Columnist
Bob Baird of
The Journal News made me chuckle more than a few times with his takes on
Boomer Nostalgia:
…I started asking myself, "Wasn't '12 Angry Men' dramatic enough?" Forty years after the 1957 classic with Henry Fonda, Lee J. Cobb, E.G. Marshall, Jack Klugman and all the rest, did we really need a new version with Tony Danza?….. You hear The Who's "Happy Jack" followed by "I Can See for Miles." It sounds like a commercial for "The Who's Greatest Hits," but it's Hummer and a headlight manufacturer hawking their products......if this keeps up, maybe there's a "Who's Greatest Commercial Hits" down the road...
I have mixed feelings about this. The Who, Stones - do they really need the dough? If I hear Richie Havens or Etta James crooning behind commercials, fine. They're not billionaires. Let them roll up some royalties. I'm all for it.

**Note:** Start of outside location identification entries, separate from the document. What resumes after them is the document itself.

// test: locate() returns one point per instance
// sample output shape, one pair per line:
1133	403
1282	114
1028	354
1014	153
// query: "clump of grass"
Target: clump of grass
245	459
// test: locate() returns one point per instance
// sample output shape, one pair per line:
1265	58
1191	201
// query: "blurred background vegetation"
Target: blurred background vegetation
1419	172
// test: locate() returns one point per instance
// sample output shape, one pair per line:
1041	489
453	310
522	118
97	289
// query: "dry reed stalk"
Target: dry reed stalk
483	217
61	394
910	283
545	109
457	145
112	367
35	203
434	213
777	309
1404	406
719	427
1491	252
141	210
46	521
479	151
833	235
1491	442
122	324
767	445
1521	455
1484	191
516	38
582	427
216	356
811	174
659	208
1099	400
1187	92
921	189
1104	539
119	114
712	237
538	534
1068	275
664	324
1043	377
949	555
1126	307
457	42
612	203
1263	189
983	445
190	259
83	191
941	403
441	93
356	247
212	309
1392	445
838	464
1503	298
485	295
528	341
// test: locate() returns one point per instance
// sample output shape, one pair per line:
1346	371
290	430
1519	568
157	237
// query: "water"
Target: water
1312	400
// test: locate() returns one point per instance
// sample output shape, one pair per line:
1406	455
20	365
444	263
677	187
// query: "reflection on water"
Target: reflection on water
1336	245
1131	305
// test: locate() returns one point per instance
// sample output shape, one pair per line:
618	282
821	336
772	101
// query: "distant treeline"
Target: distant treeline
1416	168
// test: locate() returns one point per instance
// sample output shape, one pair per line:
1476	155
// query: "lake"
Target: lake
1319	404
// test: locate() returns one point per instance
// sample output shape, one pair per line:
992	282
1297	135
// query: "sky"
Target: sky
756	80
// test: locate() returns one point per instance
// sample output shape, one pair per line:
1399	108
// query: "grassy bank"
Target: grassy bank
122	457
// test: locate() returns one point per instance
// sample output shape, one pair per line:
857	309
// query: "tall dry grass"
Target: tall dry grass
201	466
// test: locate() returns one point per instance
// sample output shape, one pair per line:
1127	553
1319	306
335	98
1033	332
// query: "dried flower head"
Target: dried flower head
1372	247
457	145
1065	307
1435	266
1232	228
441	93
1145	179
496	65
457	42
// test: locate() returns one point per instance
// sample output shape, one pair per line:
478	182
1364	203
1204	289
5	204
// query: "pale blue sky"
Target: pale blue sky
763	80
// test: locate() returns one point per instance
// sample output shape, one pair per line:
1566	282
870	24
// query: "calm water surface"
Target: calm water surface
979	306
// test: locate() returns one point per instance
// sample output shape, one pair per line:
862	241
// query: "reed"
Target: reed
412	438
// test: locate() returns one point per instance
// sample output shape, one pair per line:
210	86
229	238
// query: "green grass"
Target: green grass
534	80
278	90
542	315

But Sir Paul? If he's down and out he can come over to my place any time for free grub and a

shower. And I'll give him a couple of bucks to autograph my half-melted and warped "Ticket to Ride" single I have stashed somewhere (even though he didn't sing lead on it). The record wouldn't play anyhow even if I had a turntable and one of those curly, plastic round thingies - so it's not good for much else except to scribble on.
But the real questions are these: Do advertisers benefit from invoking the past willy-nilly? When those tunes come on, am I really paying attention? Or do they send me off into the ether, conjuring up all sorts of bizarre and moldy feelings, images, remembrances?
By the time I float back, the spot is over.